4.3. De belastingplichtige heeft de schadevergoeding betaald aan de boedel van C N.V., de vennootschap waarbij hij fictief in dienstbetrekking was, wegens het niet nakomen van zijn verplichtingen uit hoofde van die fictieve dienstbetrekking. Een zodanige schadevergoeding, die op één lijn kan worden gesteld met een aan de werkgever zelf betaalde schadevergoeding, hangt evenzeer rechtstreeks samen met de dienstbetrekking als positieve voordelen die worden genoten als tegenprestatie voor het nakomen van die verplichtingen. Zij moet daarom worden aangemerkt als een negatieve opbrengst van de dienstbetrekking. Anders dan het Hof heeft geoordeeld, staat hieraan niet in de weg dat de schadevergoeding niet op enigerlei wijze is afgestemd op of in verband is gebracht met de door de belastingplichtige genoten beloning, waaruit het Hof heeft afgeleid dat het element van terugbetaling van wat is ontvangen - een element dat inderdaad veelal bij negatieve inkomsten aanwezig is - hier ontbreekt. Het middel van belanghebbenden, dat zich richt tegen ’s Hofs oordeel dat geen sprake is van negatieve opbrengst van dienstbetrekking, is derhalve gegrond. Dit kan echter niet tot cassatie leiden. Het Hof heeft immers met juistheid de schadevergoeding als negatieve component van de zuivere inkomsten uit de dienstbetrekking in aanmerking genomen.

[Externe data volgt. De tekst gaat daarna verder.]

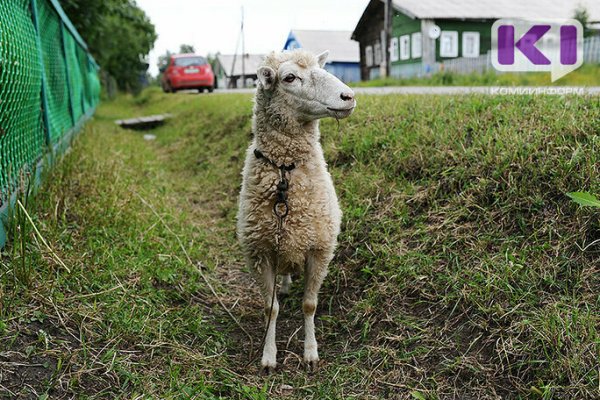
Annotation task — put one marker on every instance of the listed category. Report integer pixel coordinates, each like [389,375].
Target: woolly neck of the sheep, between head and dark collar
[283,140]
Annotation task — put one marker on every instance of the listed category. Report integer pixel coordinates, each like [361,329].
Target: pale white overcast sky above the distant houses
[213,26]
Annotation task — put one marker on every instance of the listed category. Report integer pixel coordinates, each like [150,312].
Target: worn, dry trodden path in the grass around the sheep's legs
[240,294]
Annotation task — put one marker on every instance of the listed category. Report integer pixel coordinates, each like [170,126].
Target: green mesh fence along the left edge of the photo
[49,86]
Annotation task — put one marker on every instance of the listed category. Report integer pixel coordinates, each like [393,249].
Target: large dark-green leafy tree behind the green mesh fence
[119,35]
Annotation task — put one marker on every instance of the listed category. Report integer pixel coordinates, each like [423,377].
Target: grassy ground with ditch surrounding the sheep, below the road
[460,271]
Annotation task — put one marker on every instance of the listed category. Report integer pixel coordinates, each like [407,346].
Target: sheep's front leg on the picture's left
[269,358]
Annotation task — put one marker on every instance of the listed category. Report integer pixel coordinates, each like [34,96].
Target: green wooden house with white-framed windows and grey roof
[424,35]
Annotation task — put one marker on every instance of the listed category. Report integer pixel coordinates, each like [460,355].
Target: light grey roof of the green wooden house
[494,9]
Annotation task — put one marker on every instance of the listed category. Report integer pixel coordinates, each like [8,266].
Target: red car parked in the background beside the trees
[188,71]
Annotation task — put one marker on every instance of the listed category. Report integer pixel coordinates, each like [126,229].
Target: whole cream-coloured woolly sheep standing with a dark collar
[293,93]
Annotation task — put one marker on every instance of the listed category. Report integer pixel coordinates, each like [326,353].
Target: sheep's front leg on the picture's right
[315,272]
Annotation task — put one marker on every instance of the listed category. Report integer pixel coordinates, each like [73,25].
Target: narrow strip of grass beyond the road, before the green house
[587,75]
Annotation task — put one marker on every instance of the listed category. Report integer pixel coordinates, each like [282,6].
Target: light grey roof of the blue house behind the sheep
[341,47]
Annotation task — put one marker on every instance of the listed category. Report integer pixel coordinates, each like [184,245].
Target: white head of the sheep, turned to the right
[297,82]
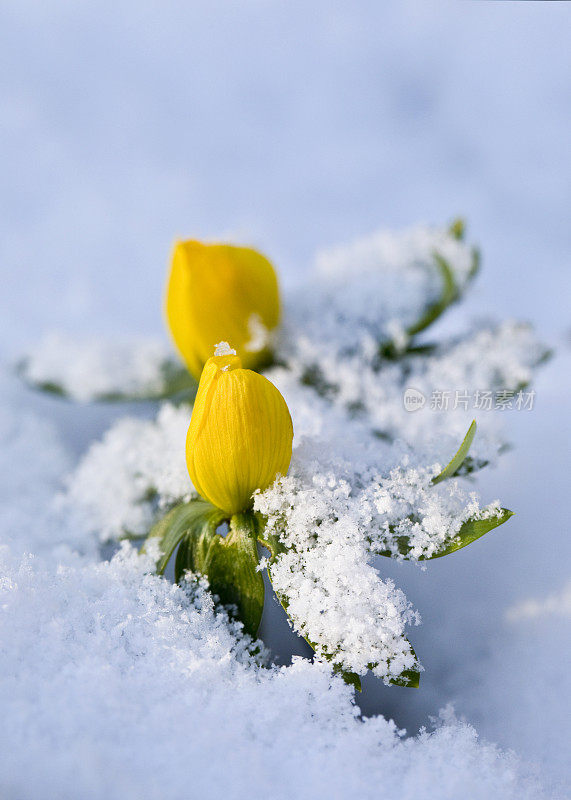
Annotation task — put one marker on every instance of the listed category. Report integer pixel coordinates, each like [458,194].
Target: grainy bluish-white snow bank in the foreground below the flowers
[115,683]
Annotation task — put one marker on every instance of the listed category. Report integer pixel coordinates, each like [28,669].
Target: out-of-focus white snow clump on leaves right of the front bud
[491,357]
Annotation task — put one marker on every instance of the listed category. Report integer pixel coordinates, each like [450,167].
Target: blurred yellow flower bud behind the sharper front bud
[219,292]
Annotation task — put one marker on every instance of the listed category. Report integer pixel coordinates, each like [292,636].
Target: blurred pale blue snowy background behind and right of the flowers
[292,126]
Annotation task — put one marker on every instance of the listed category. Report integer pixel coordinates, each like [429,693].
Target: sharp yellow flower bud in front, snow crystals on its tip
[240,434]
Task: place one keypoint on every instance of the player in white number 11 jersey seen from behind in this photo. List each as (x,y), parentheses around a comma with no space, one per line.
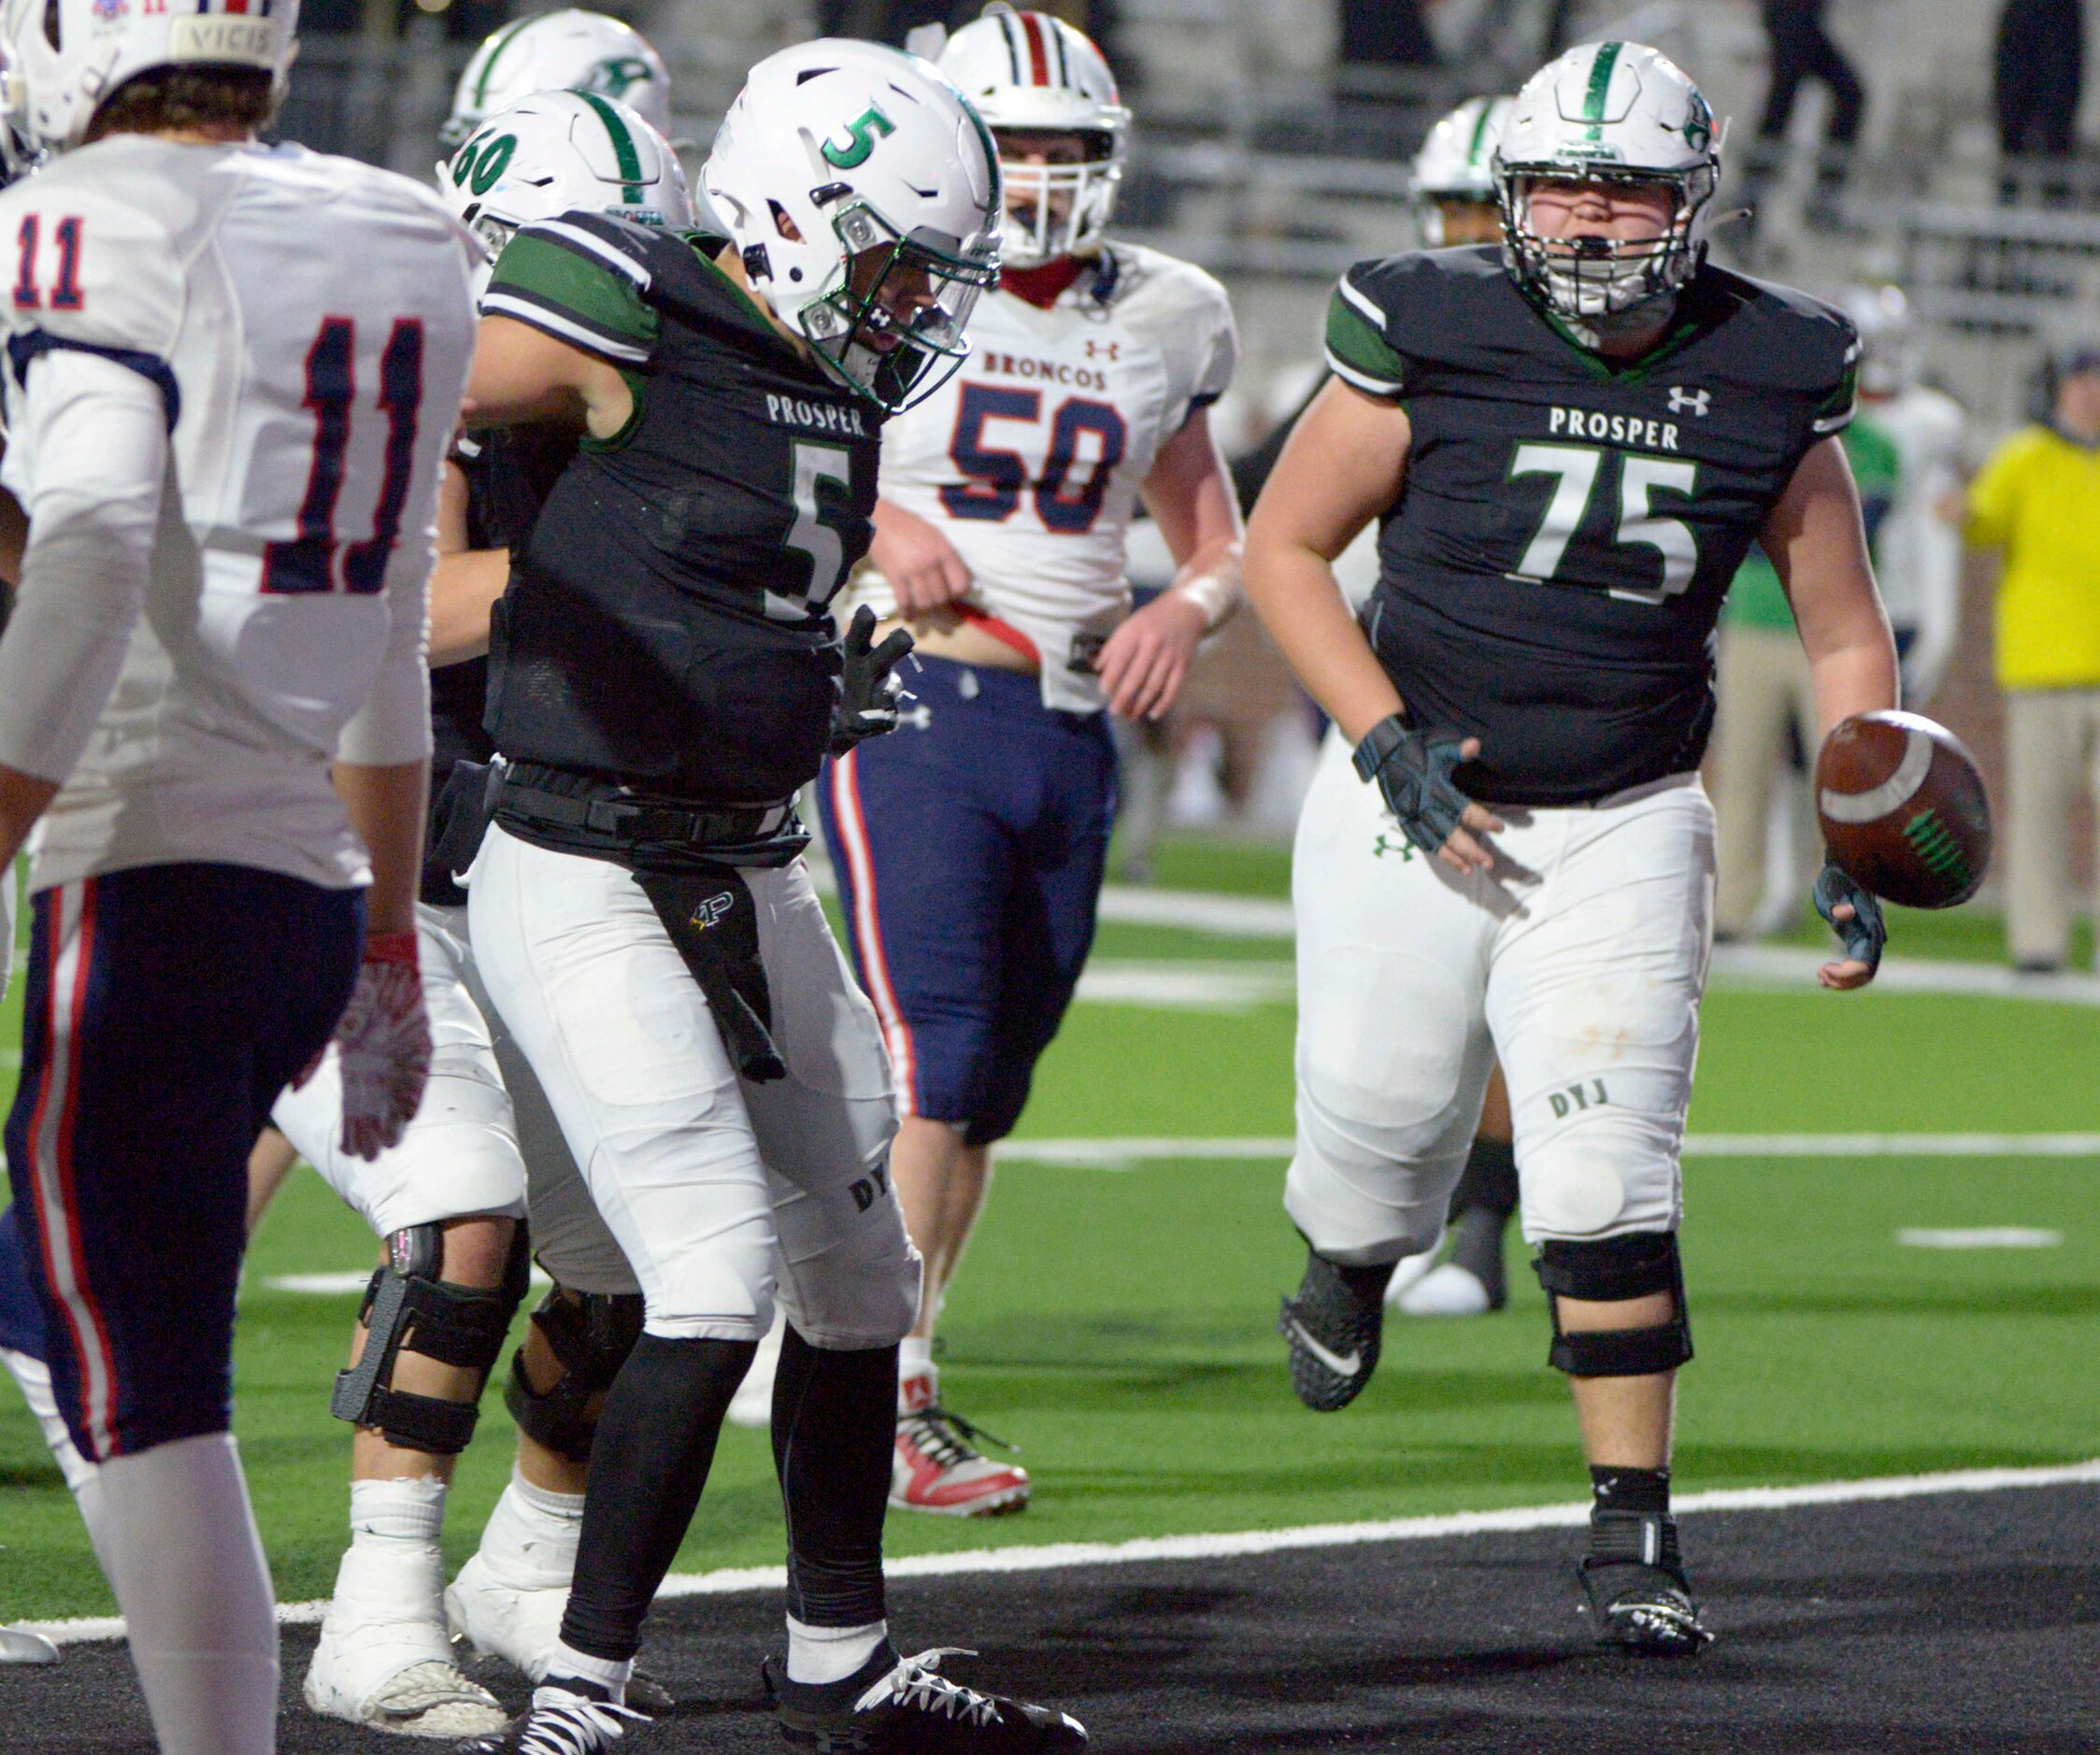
(232,377)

4.4. Aangezien de kosten van juridische bijstand klaarblijkelijk zijn gemaakt om de negatieve opbrengst uit de dienstbetrekking te voorkomen of te beperken, dienen zij op gelijke wijze als dergelijke kosten die zijn gemaakt om een positieve opbrengst uit dienstbetrekking te behouden of het verlies daarvan te beperken, tot de aftrekbare kosten te worden gerekend. Ook deze kosten heeft het Hof derhalve terecht als bijdragend tot de negatieve zuivere inkomsten uit de dienstbetrekking in aanmerking genomen.

4.5. Voor het overige behoeven de middelen geen behandeling. Zij kunnen geen van beide tot cassatie leiden.

5. Proceskosten

De Staatssecretaris van Financiën zal worden veroordeeld in de kosten van het geding in cassatie in beide beroepen.

6. Beslissing

De Hoge Raad:

- verwerpt zowel het beroep van de Staatssecretaris van Financiën als het beroep van belanghebbenden,

- veroordeelt de Staatssecretaris van Financiën in de kosten van de beide beroepen in cassatie aan de zijde van belanghebbenden, vastgesteld op f 5.680,-- voor beroepsmatig verleende rechtsbijstand, en

- gelast dat door de Staatssecretaris van Financiën aan belanghebbenden wordt vergoed het door hen ter zake van de behandeling van het beroep in cassatie verschuldigd geworden griffierecht ten bedrage van f 315,--.

Dit arrest is op 27 september 2000 vastgesteld door de vice-president E. Korthals Altes als voorzitter, en de raadsheren G.J. Zuurmond, A.G. Pos, D.H. Beukenhorst en L. Monné, in tegenwoordigheid van de waarnemend griffier P.E. Bolle, en op die datum in het openbaar uitgesproken.

Van de Staatssecretaris van Financiën wordt ter zake van het door hem ingestelde beroep in cassatie een recht geheven van f 340,--.